Does this mean that development teams should build separate products for learners and experienced users? Not necessarily. A beginner reaps myriad benefits by learning on the same product they will use upon gaining experience. However, a full array of features required by experienced users may unnecessarily intimidate novices.
Imagine an elderly person who buys her first iPhone wanting to learn to text her grandchildren. The first thing she’ll discover is the need to enter her grandchildrens’ contact information. She will face the well-designed but daunting iPhone Contact screen. Not to start a war with Apple’s UX team, but their Contact screen is long and mandatory fields aren’t highlighted.
Since the grandmother’s goal is to text with her grandchildren, the following screen provides a less cluttered way to enter the minimum required information, akin to a Strider bike for someone new to the phone. When the grandmother masters entering simple contacts and texting, she may elect to enable the full-featured contact screen above and enter additional useful but optional information.
The “less is more” philosophy is generally a great approach for those just starting. Although minimalists espouse spare design for experienced users, sometimes a redesign to make it simpler results in a confusing user experience.
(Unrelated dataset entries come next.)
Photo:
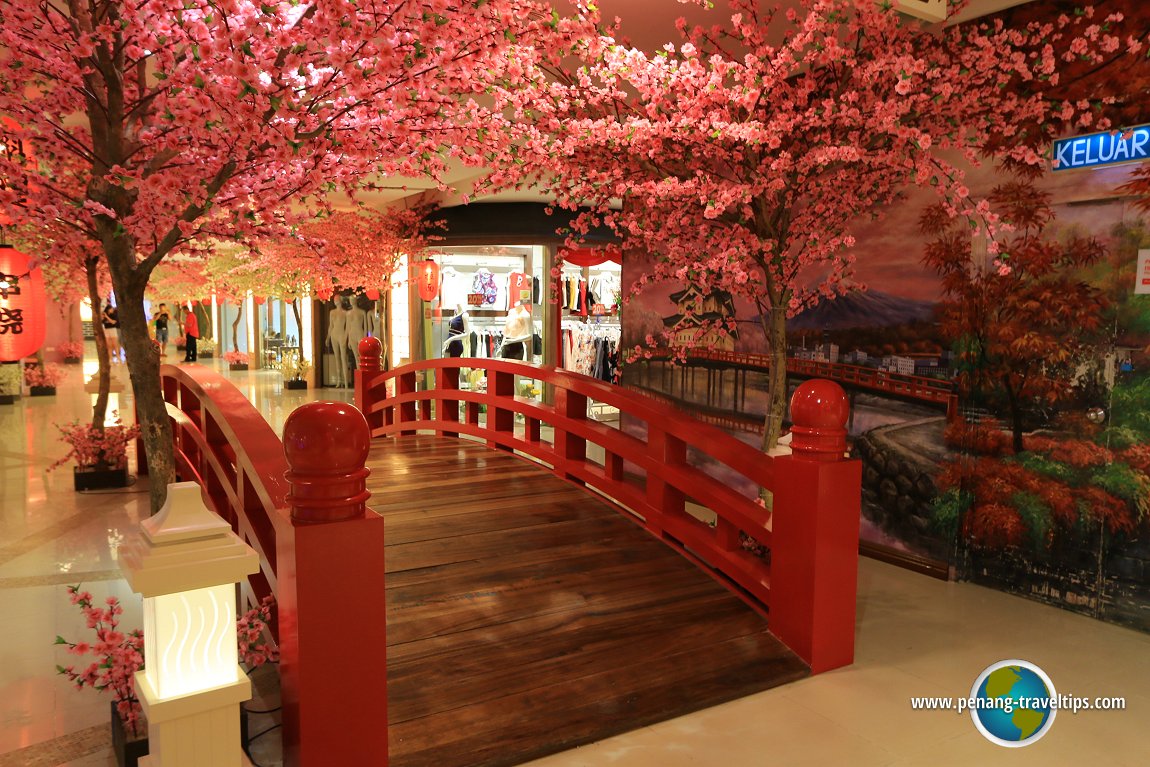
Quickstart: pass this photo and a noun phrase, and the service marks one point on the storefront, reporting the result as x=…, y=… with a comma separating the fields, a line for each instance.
x=499, y=292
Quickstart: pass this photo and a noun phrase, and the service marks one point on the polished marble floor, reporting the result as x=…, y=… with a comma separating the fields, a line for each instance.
x=917, y=636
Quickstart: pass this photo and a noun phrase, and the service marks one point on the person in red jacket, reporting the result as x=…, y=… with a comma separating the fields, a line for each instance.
x=191, y=334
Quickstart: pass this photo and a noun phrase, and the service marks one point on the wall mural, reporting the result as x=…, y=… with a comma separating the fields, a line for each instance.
x=1047, y=496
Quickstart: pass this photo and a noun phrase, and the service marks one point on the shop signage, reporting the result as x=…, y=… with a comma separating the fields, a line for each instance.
x=427, y=280
x=1109, y=148
x=1142, y=278
x=22, y=305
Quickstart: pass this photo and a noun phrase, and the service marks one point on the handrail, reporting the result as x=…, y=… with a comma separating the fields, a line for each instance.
x=225, y=444
x=660, y=504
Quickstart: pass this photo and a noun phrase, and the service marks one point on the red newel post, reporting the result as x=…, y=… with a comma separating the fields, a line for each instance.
x=370, y=365
x=815, y=531
x=330, y=592
x=326, y=445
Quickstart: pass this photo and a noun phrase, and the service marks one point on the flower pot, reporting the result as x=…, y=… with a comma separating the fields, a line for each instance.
x=89, y=478
x=127, y=746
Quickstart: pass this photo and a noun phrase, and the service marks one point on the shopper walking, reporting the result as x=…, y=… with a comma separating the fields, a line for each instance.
x=110, y=321
x=191, y=334
x=161, y=319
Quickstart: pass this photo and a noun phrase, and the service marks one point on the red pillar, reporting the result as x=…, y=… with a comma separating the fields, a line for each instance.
x=330, y=570
x=815, y=531
x=370, y=365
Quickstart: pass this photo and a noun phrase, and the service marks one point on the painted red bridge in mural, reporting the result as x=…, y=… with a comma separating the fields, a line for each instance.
x=853, y=376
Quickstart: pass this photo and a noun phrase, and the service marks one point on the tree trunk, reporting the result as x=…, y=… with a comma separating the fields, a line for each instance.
x=143, y=366
x=1016, y=419
x=775, y=329
x=104, y=362
x=299, y=327
x=235, y=327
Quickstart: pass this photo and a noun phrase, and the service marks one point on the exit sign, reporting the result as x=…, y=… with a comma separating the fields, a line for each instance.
x=932, y=10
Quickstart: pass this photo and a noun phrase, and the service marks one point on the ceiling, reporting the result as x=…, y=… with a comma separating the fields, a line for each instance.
x=649, y=24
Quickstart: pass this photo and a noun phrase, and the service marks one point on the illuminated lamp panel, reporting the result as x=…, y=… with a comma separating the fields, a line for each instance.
x=191, y=641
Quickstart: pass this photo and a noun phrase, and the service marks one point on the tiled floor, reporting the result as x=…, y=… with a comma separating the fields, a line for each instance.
x=915, y=637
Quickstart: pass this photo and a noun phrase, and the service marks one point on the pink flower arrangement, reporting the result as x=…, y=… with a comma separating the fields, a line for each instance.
x=119, y=656
x=236, y=358
x=101, y=449
x=116, y=657
x=254, y=649
x=46, y=375
x=71, y=350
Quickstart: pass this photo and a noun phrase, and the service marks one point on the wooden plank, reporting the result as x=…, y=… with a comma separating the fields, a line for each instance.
x=526, y=616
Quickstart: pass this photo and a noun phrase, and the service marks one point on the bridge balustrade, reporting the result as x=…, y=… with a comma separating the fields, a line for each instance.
x=321, y=550
x=645, y=470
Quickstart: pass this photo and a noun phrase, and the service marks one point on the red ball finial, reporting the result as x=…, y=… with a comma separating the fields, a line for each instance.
x=370, y=354
x=819, y=412
x=326, y=445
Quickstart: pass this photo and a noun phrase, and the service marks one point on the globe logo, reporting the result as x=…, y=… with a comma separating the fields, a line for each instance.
x=1013, y=703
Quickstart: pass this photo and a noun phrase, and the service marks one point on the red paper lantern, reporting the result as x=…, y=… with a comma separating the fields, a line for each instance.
x=427, y=280
x=22, y=305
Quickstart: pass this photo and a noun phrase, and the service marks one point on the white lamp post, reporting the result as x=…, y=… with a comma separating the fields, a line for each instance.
x=186, y=562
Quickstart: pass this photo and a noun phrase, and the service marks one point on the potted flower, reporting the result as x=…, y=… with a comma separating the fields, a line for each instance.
x=237, y=360
x=10, y=382
x=73, y=352
x=101, y=454
x=43, y=378
x=117, y=656
x=294, y=369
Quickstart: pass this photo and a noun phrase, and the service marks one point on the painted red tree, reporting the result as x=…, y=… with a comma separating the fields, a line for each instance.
x=217, y=117
x=743, y=155
x=1024, y=321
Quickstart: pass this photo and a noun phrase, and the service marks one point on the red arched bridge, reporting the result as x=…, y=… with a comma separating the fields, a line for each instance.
x=523, y=578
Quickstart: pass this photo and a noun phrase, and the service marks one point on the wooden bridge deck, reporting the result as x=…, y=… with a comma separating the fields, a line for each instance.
x=524, y=616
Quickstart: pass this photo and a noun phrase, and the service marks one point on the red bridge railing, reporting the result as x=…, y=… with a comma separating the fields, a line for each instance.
x=223, y=443
x=809, y=585
x=300, y=505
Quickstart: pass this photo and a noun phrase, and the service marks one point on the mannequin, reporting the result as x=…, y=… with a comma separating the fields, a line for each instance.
x=516, y=334
x=337, y=334
x=459, y=335
x=373, y=316
x=357, y=327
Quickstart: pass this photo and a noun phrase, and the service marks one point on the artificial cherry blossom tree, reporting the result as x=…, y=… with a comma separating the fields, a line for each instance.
x=743, y=156
x=200, y=119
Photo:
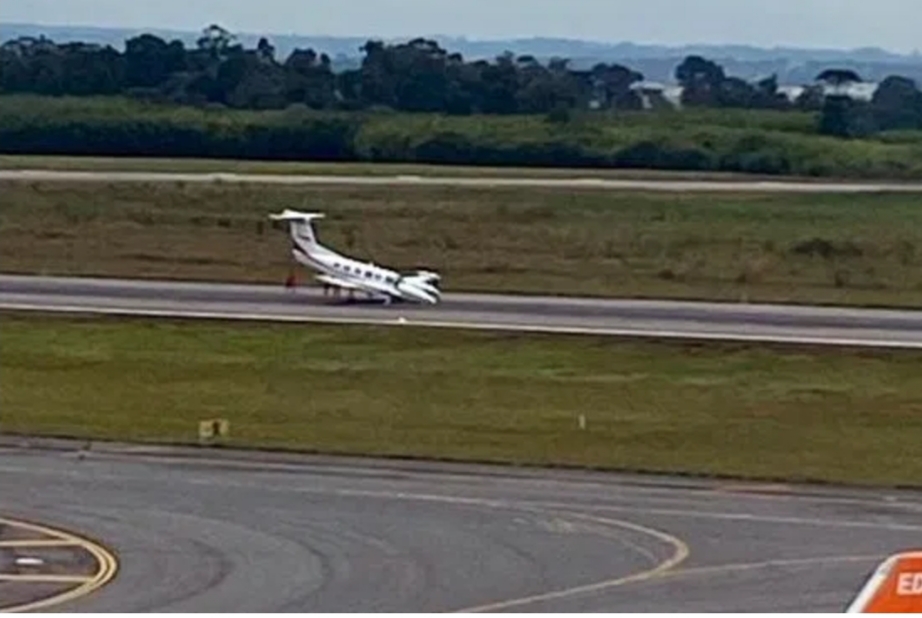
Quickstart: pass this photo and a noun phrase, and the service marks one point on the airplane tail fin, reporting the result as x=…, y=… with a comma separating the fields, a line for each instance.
x=895, y=586
x=299, y=227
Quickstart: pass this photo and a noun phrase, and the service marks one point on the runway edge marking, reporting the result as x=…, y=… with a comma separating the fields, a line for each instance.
x=508, y=327
x=107, y=562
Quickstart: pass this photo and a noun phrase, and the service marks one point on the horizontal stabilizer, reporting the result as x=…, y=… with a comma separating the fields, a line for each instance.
x=295, y=215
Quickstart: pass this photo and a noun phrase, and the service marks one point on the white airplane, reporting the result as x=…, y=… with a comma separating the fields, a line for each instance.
x=344, y=273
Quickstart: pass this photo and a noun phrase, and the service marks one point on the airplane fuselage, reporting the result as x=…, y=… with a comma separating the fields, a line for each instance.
x=336, y=269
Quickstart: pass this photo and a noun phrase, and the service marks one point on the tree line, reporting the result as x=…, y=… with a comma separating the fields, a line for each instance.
x=417, y=76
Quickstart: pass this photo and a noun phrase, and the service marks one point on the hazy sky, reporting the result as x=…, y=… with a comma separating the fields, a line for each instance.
x=890, y=24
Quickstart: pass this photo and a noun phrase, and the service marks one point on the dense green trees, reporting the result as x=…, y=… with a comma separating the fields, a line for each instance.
x=415, y=76
x=219, y=99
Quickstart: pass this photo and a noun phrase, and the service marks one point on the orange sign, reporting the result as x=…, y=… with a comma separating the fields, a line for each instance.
x=894, y=588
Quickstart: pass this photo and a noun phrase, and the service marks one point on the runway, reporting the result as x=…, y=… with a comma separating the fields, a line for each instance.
x=612, y=184
x=654, y=319
x=214, y=532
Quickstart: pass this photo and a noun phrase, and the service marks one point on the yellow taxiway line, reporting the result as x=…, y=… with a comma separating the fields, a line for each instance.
x=107, y=566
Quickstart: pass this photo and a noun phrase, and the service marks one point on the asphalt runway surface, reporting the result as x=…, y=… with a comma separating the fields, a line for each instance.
x=249, y=532
x=656, y=319
x=783, y=186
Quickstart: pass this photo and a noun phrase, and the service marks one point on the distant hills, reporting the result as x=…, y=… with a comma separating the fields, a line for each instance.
x=657, y=62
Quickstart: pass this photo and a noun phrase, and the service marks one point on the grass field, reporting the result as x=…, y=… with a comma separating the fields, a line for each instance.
x=204, y=166
x=735, y=410
x=781, y=144
x=836, y=249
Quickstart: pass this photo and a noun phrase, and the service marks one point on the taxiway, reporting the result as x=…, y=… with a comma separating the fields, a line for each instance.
x=203, y=532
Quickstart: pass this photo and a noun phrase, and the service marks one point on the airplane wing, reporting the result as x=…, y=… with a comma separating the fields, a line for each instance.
x=340, y=283
x=371, y=287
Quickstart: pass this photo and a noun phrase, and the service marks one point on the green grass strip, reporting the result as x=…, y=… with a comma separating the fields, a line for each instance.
x=738, y=410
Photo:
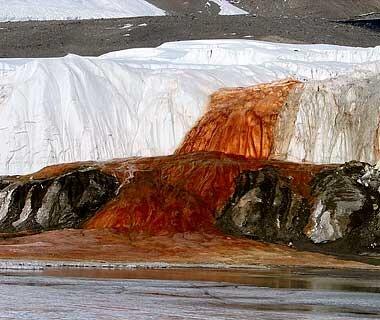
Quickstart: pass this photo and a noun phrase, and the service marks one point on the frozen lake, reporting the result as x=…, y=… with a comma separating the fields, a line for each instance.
x=183, y=294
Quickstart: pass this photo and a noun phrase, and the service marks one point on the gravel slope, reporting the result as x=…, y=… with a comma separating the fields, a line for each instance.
x=95, y=37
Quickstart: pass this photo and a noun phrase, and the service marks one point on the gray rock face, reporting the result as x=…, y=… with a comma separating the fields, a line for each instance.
x=264, y=207
x=346, y=206
x=66, y=201
x=341, y=215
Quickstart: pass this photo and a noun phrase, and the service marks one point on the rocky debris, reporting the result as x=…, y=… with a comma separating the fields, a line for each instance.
x=64, y=201
x=341, y=213
x=265, y=207
x=346, y=204
x=181, y=193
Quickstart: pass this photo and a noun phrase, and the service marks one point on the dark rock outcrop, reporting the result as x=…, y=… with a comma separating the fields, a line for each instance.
x=341, y=213
x=65, y=201
x=345, y=214
x=264, y=207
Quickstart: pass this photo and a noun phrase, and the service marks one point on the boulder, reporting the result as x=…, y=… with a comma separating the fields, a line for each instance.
x=264, y=207
x=345, y=207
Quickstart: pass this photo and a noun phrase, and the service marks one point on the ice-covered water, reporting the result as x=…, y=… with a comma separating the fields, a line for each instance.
x=51, y=296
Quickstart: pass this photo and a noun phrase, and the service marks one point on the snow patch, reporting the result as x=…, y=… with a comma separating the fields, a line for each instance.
x=16, y=10
x=141, y=102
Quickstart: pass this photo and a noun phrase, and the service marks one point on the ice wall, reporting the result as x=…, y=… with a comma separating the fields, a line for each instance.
x=141, y=102
x=331, y=121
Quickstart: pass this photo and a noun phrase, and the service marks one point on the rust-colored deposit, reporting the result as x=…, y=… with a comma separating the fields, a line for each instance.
x=240, y=121
x=181, y=193
x=188, y=248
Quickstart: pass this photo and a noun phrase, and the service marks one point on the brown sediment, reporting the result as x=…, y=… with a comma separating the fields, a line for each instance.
x=181, y=248
x=240, y=121
x=181, y=193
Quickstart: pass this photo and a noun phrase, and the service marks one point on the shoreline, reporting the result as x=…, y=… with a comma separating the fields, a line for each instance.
x=41, y=265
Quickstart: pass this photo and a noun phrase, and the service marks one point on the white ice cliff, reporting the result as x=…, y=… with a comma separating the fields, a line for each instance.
x=141, y=102
x=19, y=10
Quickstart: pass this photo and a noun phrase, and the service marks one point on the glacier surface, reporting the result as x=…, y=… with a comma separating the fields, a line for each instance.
x=142, y=102
x=19, y=10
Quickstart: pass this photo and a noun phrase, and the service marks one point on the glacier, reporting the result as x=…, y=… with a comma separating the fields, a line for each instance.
x=15, y=10
x=142, y=102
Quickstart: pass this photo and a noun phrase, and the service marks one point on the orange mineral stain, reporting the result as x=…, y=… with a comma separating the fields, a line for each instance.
x=240, y=121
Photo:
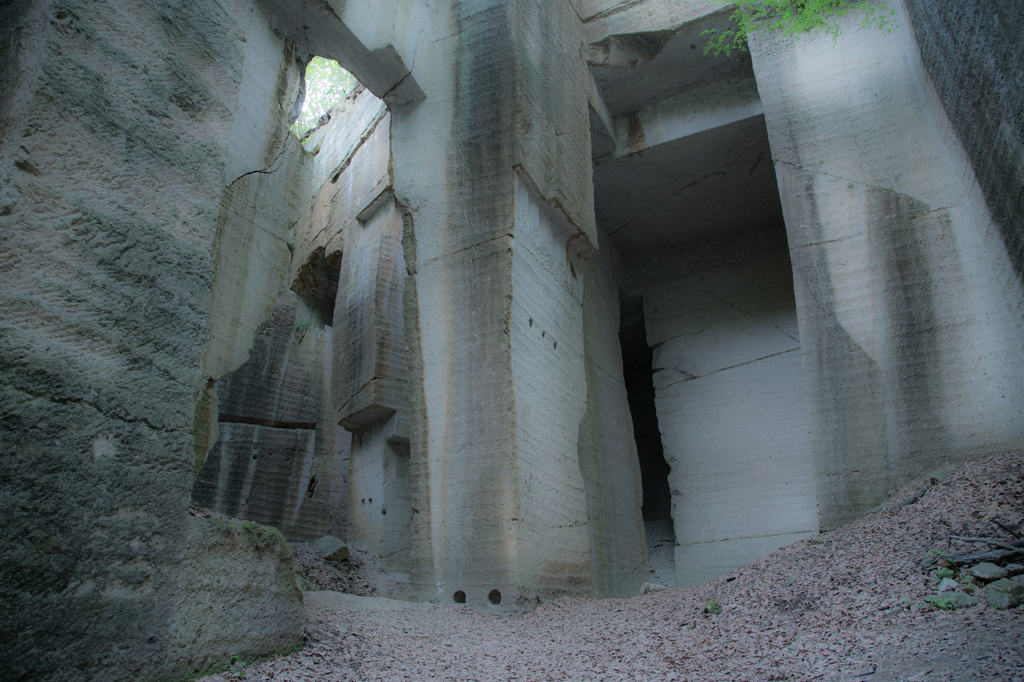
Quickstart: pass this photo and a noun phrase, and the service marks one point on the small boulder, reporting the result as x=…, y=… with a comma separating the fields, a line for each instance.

Here’s a case in point. Spotify recently released a new desktop version that simplifies its user interface. Initially, I applauded Spotify’s decision to subtract from their UI instead of adding more. Then I made a disconcerting discovery.
I maintain a monster playlist that grows as I find new music to add.
Artists often have multiple versions of the same song — different cuts, live versions, remastered versions. To avoid duplication in my playlist, I wanted to sort it by Artist and verify that the playlist doesn’t contain the same song by the same artist with slightly different names. The screen capture above is missing the ‘Artist’ column, which was present in the previous version. The screen looks nice and uncluttered, but I couldn’t figure out how to accomplish my task. I noticed that the artist’s name appears below the song title in the ‘Title’ column. Then I noticed the ‘Custom order’ dropdown on the right-hand side of the page.
Selecting the ‘Artist’ item in the Custom order dropdown menu transformed the page to change the ‘Title’ column to the ‘Artist’ column and alphabetize the playlist by Artist name.
Technically, this solution works and looks cleaner, but it’s needlessly confusing for users. Is it really beneficial to toggle the definition of a column and confound users just to provide an uncluttered table? No, it’s not. Saving space by making a column dual-purpose introduces unnecessary cognitive load.
This Spotify “simplification” is analogous to experienced bicyclists who opt for fixies (fixed-gear bicycles usually missing handbrakes). Fixies have a spare, clean silhouette owing to the absence of a derailleur, brakes, a multi-sprocket rear cassette, and cables. Although fixies look beautiful and stylish, a rider’s experience is severely compromised when she needs to scale a massive hill with no gears.
Feature subtraction is a marvelous idea for users learning new applications. When accompanied by great design, a minimalist aesthetic may even yield substantial benefits for experienced users. However, inflicting cognitive overload for the sake of spare design yields a bad user experience and should be avoided at all costs.